È cosí che l’uomo si sorprende la creatura di sempre, nella sua nudità e nella sua fragilità, e la stessa forzata riduzione della vita quotidiana a una dimensione cosí elementare, che sembra per certi versi riportarci a quella di una civiltà arcaica, ci mostra la nostra parentela con l’uomo antico, o meglio con l’uomo di sempre, spogliato della sua contingenza epocale.
Il ritorno ai classici in questo contesto vuol dire cosí recupero di una dimensione universale di humanitas, in cui riecheggia nel contempo l’elemento contingente che ne suggerisce la ri-lettura, quel “rumore di fondo”, di cui parla ancora Calvino, che pur essendo solo tale ne costituisce elemento imprescindibile.
Qualche esempio di possibile ri-lettura adatta a questo “tempo favorevole”?
Riprendiamo nelle mani l’Edipo re di Sofocle: rileggiamo le pagine della descrizione da parte del coro di una città gloriosa, improvvisamente prostrata da un male di cui non si conoscono le origini; la preghiera accorata dei cittadini al buon sovrano, perché li liberi dal flagello; la parabola del protagonista, il re giusto e illuminato che impara a scoprire la fragilità della sua condizione e la sua cecità intellettuale, che si trasformerà infine tragicamente in cecità fisica.

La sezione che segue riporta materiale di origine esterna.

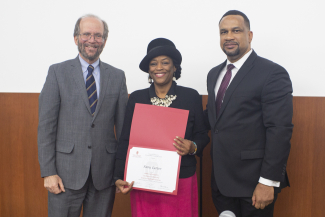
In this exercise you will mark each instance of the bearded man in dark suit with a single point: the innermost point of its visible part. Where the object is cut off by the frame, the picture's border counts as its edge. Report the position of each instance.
(249, 113)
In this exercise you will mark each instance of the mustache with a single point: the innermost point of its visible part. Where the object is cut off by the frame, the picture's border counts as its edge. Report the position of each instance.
(91, 45)
(230, 43)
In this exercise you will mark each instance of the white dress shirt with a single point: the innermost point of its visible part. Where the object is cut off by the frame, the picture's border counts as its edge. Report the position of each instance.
(96, 72)
(234, 71)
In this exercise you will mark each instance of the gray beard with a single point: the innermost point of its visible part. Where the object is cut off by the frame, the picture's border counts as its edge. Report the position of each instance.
(81, 49)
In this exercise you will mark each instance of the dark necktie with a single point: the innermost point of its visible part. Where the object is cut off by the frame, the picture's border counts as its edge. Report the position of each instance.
(223, 87)
(91, 89)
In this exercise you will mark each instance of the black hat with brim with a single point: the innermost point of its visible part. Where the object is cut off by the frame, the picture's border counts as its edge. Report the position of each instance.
(158, 47)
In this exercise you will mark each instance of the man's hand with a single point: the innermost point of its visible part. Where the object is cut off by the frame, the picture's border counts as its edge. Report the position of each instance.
(120, 186)
(263, 196)
(183, 146)
(54, 184)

O, ancora della produzione di Sofocle, rileggiamo il Filottete, che ci parla dell’abbandono del debole, del malato, considerato ormai un peso inutile per la spedizione gloriosa contro Troia.
Quanti individui, soprattutto anziani e già ammalati, la società capitalistica sarebbe disposta a sacrificare all’altare dell’idolo della produzione a tutti i costi e dell’economia?
Ma è poi la via “giusta”, quella del sacrificio della vita individuale per il bene comune? e il bene comune può davvero fondarsi su questa logica?
Sofocle ci propone attraverso un mito già antico al suo tempo, una riflessione di ordine universale, parlando ai suoi concittadini come all’uomo del nostro tempo.